# Traktor-Lautsprecher - Kopfhörer bei Soundkarte trennen



## sabby (20. Dezember 2008)

Habe das Notebook Medion Akoya P6810 folgendes Problem !

Möchte gerne wieder mit dem Traktor DJ arbeiten.

Laut der Soundkarte,kann ich Stereo einstellen und 5.1 Sound.

Tja,wie stelle ich das jetzt am Notebook so ein das ich wie gewohnt getrennt hören kann.Also, Musik auf Master und desweiteren die Titel in Kopfhörer bei mischen-abhören.

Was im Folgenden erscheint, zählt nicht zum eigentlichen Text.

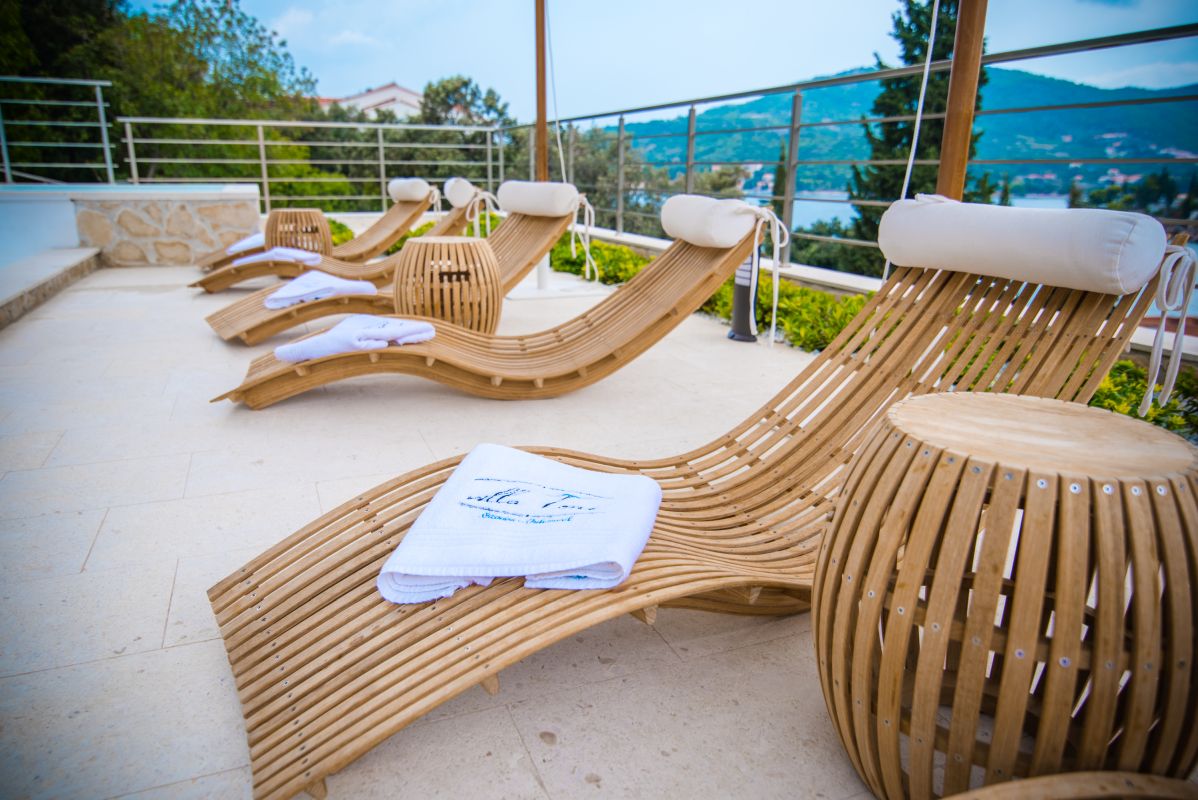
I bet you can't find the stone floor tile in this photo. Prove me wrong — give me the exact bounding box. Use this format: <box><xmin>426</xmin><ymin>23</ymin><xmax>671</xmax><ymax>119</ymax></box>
<box><xmin>0</xmin><ymin>563</ymin><xmax>175</xmax><ymax>675</ymax></box>
<box><xmin>0</xmin><ymin>509</ymin><xmax>104</xmax><ymax>583</ymax></box>
<box><xmin>0</xmin><ymin>455</ymin><xmax>190</xmax><ymax>519</ymax></box>
<box><xmin>0</xmin><ymin>642</ymin><xmax>249</xmax><ymax>800</ymax></box>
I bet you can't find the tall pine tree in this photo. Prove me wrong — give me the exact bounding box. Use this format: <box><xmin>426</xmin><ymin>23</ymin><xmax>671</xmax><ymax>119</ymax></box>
<box><xmin>846</xmin><ymin>0</ymin><xmax>996</xmax><ymax>275</ymax></box>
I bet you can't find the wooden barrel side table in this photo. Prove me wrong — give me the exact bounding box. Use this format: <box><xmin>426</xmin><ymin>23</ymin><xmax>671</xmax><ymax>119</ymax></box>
<box><xmin>264</xmin><ymin>208</ymin><xmax>333</xmax><ymax>255</ymax></box>
<box><xmin>395</xmin><ymin>236</ymin><xmax>503</xmax><ymax>333</ymax></box>
<box><xmin>813</xmin><ymin>393</ymin><xmax>1198</xmax><ymax>798</ymax></box>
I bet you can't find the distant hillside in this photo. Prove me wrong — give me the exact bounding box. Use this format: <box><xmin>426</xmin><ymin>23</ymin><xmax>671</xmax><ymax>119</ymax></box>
<box><xmin>627</xmin><ymin>67</ymin><xmax>1198</xmax><ymax>193</ymax></box>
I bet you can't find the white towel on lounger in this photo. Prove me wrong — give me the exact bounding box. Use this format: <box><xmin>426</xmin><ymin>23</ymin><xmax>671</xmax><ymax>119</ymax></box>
<box><xmin>232</xmin><ymin>247</ymin><xmax>320</xmax><ymax>267</ymax></box>
<box><xmin>225</xmin><ymin>231</ymin><xmax>266</xmax><ymax>255</ymax></box>
<box><xmin>379</xmin><ymin>444</ymin><xmax>661</xmax><ymax>602</ymax></box>
<box><xmin>274</xmin><ymin>314</ymin><xmax>436</xmax><ymax>363</ymax></box>
<box><xmin>262</xmin><ymin>269</ymin><xmax>379</xmax><ymax>309</ymax></box>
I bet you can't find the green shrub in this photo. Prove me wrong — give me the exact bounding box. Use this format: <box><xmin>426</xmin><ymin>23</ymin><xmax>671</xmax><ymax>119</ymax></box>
<box><xmin>1090</xmin><ymin>360</ymin><xmax>1198</xmax><ymax>441</ymax></box>
<box><xmin>328</xmin><ymin>218</ymin><xmax>353</xmax><ymax>247</ymax></box>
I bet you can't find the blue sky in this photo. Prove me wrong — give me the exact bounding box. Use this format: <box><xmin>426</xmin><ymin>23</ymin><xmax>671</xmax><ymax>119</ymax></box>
<box><xmin>152</xmin><ymin>0</ymin><xmax>1198</xmax><ymax>121</ymax></box>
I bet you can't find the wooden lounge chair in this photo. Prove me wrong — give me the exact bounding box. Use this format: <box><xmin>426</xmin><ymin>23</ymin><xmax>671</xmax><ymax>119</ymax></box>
<box><xmin>207</xmin><ymin>205</ymin><xmax>573</xmax><ymax>345</ymax></box>
<box><xmin>208</xmin><ymin>196</ymin><xmax>1157</xmax><ymax>799</ymax></box>
<box><xmin>190</xmin><ymin>189</ymin><xmax>440</xmax><ymax>293</ymax></box>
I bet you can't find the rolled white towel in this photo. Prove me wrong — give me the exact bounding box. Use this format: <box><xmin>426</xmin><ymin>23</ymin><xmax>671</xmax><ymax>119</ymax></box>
<box><xmin>232</xmin><ymin>247</ymin><xmax>320</xmax><ymax>267</ymax></box>
<box><xmin>379</xmin><ymin>444</ymin><xmax>661</xmax><ymax>602</ymax></box>
<box><xmin>274</xmin><ymin>314</ymin><xmax>436</xmax><ymax>364</ymax></box>
<box><xmin>262</xmin><ymin>269</ymin><xmax>379</xmax><ymax>309</ymax></box>
<box><xmin>225</xmin><ymin>232</ymin><xmax>266</xmax><ymax>255</ymax></box>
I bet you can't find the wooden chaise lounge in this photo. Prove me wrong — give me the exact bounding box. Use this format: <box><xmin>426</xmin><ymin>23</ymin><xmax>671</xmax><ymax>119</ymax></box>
<box><xmin>207</xmin><ymin>205</ymin><xmax>573</xmax><ymax>345</ymax></box>
<box><xmin>190</xmin><ymin>189</ymin><xmax>440</xmax><ymax>293</ymax></box>
<box><xmin>208</xmin><ymin>200</ymin><xmax>1174</xmax><ymax>800</ymax></box>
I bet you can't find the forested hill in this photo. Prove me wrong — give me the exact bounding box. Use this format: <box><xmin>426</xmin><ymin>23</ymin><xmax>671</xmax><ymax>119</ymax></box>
<box><xmin>627</xmin><ymin>67</ymin><xmax>1198</xmax><ymax>192</ymax></box>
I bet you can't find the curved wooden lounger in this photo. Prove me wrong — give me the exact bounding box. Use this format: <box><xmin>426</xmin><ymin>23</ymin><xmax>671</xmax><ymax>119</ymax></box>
<box><xmin>207</xmin><ymin>209</ymin><xmax>571</xmax><ymax>345</ymax></box>
<box><xmin>190</xmin><ymin>193</ymin><xmax>440</xmax><ymax>293</ymax></box>
<box><xmin>952</xmin><ymin>772</ymin><xmax>1198</xmax><ymax>800</ymax></box>
<box><xmin>214</xmin><ymin>231</ymin><xmax>752</xmax><ymax>408</ymax></box>
<box><xmin>208</xmin><ymin>263</ymin><xmax>1156</xmax><ymax>800</ymax></box>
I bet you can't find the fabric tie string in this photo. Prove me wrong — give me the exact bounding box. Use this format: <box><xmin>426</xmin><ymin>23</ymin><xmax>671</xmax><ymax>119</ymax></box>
<box><xmin>570</xmin><ymin>194</ymin><xmax>599</xmax><ymax>280</ymax></box>
<box><xmin>749</xmin><ymin>208</ymin><xmax>791</xmax><ymax>347</ymax></box>
<box><xmin>466</xmin><ymin>189</ymin><xmax>498</xmax><ymax>238</ymax></box>
<box><xmin>1139</xmin><ymin>244</ymin><xmax>1198</xmax><ymax>417</ymax></box>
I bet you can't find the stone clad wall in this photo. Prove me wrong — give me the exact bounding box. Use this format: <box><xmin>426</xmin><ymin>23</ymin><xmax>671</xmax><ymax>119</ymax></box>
<box><xmin>74</xmin><ymin>195</ymin><xmax>260</xmax><ymax>267</ymax></box>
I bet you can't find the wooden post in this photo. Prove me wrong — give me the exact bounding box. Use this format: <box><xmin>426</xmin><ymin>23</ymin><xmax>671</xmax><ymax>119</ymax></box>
<box><xmin>536</xmin><ymin>0</ymin><xmax>548</xmax><ymax>181</ymax></box>
<box><xmin>936</xmin><ymin>0</ymin><xmax>987</xmax><ymax>200</ymax></box>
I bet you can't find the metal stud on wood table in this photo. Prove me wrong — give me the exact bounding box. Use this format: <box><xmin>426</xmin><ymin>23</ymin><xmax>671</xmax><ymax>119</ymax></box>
<box><xmin>395</xmin><ymin>236</ymin><xmax>503</xmax><ymax>333</ymax></box>
<box><xmin>813</xmin><ymin>393</ymin><xmax>1198</xmax><ymax>798</ymax></box>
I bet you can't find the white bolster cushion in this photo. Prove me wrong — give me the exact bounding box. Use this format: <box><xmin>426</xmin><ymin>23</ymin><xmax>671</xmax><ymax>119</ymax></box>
<box><xmin>387</xmin><ymin>177</ymin><xmax>432</xmax><ymax>202</ymax></box>
<box><xmin>443</xmin><ymin>177</ymin><xmax>478</xmax><ymax>208</ymax></box>
<box><xmin>661</xmin><ymin>194</ymin><xmax>757</xmax><ymax>248</ymax></box>
<box><xmin>495</xmin><ymin>181</ymin><xmax>579</xmax><ymax>217</ymax></box>
<box><xmin>878</xmin><ymin>195</ymin><xmax>1166</xmax><ymax>295</ymax></box>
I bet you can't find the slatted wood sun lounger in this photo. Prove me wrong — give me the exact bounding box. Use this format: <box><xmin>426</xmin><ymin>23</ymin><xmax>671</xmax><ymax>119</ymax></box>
<box><xmin>190</xmin><ymin>193</ymin><xmax>440</xmax><ymax>293</ymax></box>
<box><xmin>207</xmin><ymin>209</ymin><xmax>571</xmax><ymax>345</ymax></box>
<box><xmin>208</xmin><ymin>253</ymin><xmax>1156</xmax><ymax>800</ymax></box>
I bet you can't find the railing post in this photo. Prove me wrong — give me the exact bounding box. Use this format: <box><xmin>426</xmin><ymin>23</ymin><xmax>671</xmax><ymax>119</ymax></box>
<box><xmin>258</xmin><ymin>125</ymin><xmax>271</xmax><ymax>213</ymax></box>
<box><xmin>616</xmin><ymin>114</ymin><xmax>624</xmax><ymax>234</ymax></box>
<box><xmin>686</xmin><ymin>105</ymin><xmax>695</xmax><ymax>194</ymax></box>
<box><xmin>0</xmin><ymin>101</ymin><xmax>12</xmax><ymax>183</ymax></box>
<box><xmin>774</xmin><ymin>90</ymin><xmax>803</xmax><ymax>230</ymax></box>
<box><xmin>495</xmin><ymin>128</ymin><xmax>507</xmax><ymax>186</ymax></box>
<box><xmin>125</xmin><ymin>122</ymin><xmax>141</xmax><ymax>183</ymax></box>
<box><xmin>96</xmin><ymin>84</ymin><xmax>116</xmax><ymax>183</ymax></box>
<box><xmin>375</xmin><ymin>128</ymin><xmax>387</xmax><ymax>211</ymax></box>
<box><xmin>486</xmin><ymin>131</ymin><xmax>495</xmax><ymax>192</ymax></box>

Meine Anlage schließe ich wie gewohnt über Klinkerstecker an genauso der Kopfhörer.


Hier die Daten:

Anschlüsse:
3 x USB
1 x HDMI Out
1 x VGA Out
Audio:
1 x Mikrofon In
1 x Line In
1 x Line Out
1 x S/P-DIF Out
6-Kanal Audio Out (analog + S/P-DIF)
Realtek Soundkarte


Gruß


----------



## sight011 (21. Dezember 2008)

Kannst du nicht über den Line Out das Signal zur Anlage durchschleifen? Würde ich mal Tippen, dass das geht. Ein Versuch wäre es wert


----------



## bokay (21. Dezember 2008)

Du brauchst mindestens zwei (eigentlich4 da stereo) physikalische Ausgänge die der Treiber seperat ansprechen kann. Du schreibst von 6 analogen Ausgängen. Wenn diese in den Treibereinstellungen nicht zu finden sind hast du dich wohl vertan...
Wenn du noch ein paar €uro übrig hast würde ich dir ein externes Interface mit genügend Ein und Ausgängen und ASIO Unterstützung nahe legen


----------



## sabby (23. Dezember 2008)

Hat sich erledigt :


Habe den asio4all treiber geladen und ab da gab es dann keine Probleme mehr mit den Einstellungen

Trotz allem danke


----------